When "a madman" ripped Repin's famous canvas Ivan the Terrible Killing His Son with a knife, shocking Intellectual Russia, Voloshin was the only person in the country to defend the man, "indicating that it was an esthetic statement appropriate to the painting, which displayed gore and bad taste". Voloshin had a brief affair with Miss Sabashnikova, but they soon broke up, and this had a profound effect on his work. Gradually, Voloshin was drawn back to Koktebel in the Crimea, where he had spent much of his childhood. His first collection of poetry appeared in 1910, soon followed by others. His collected essays were published in 1914.

===Life and work===
During the years of the First World War, Voloshin, in Switzerland at the time, showed himself to be an author of profoundly insightful poems, engaging in a philosophically- and historically-based exploration of the tragic events of his contemporary Russia. He was known for his humanism, appealing "in the days of revolutions to be a human, not a citizen" and "in the disturbances of wars to realize the oneness. To be not a part, but all: not from one side, but from both."

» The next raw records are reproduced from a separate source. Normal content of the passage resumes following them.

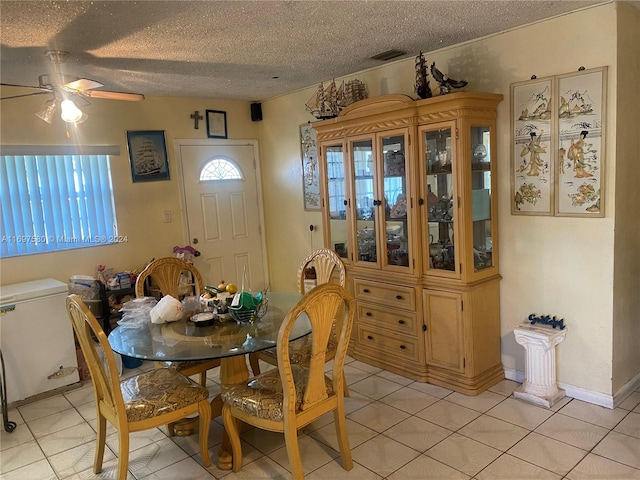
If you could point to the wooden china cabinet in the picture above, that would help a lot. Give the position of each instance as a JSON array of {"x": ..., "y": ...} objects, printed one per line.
[{"x": 407, "y": 203}]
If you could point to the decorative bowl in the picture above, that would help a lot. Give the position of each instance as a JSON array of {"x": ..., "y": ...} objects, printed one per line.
[{"x": 204, "y": 319}]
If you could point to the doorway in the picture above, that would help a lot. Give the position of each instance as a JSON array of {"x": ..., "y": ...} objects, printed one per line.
[{"x": 221, "y": 192}]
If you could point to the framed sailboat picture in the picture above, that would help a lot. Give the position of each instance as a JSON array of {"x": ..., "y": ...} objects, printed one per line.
[
  {"x": 310, "y": 181},
  {"x": 148, "y": 155}
]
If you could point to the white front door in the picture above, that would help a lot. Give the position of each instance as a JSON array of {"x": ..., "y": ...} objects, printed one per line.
[{"x": 222, "y": 199}]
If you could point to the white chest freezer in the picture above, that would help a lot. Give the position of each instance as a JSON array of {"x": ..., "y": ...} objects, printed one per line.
[{"x": 36, "y": 338}]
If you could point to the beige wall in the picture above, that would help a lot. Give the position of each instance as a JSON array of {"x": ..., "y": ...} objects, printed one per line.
[
  {"x": 550, "y": 265},
  {"x": 139, "y": 206}
]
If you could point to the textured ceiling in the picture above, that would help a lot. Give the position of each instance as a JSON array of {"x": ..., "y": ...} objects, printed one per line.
[{"x": 249, "y": 50}]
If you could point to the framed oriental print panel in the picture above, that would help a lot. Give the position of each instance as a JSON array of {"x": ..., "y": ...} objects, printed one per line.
[
  {"x": 309, "y": 154},
  {"x": 580, "y": 148},
  {"x": 532, "y": 121}
]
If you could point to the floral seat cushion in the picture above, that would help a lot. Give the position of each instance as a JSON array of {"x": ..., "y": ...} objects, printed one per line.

Eventually Voloshin made it back to France, where he stayed until 1916. A year before the February Revolution in Russia, Voloshin returned to his home country and settled in Koktebel. He would live there until the end of his life. The ensuing Civil War prompted Voloshin to write long poems linking what was happening in Russia to its distant, mythologized past. Later, Voloshin would be accused of the worst sin in the Soviet ideologue's book: keeping aloof from the political struggle between Reds and Whites. In fact, he tried to protect the Whites from the Reds and the Reds from the Whites. His house, today a museum, still has a clandestine niche in which he hid people whose lives were in danger.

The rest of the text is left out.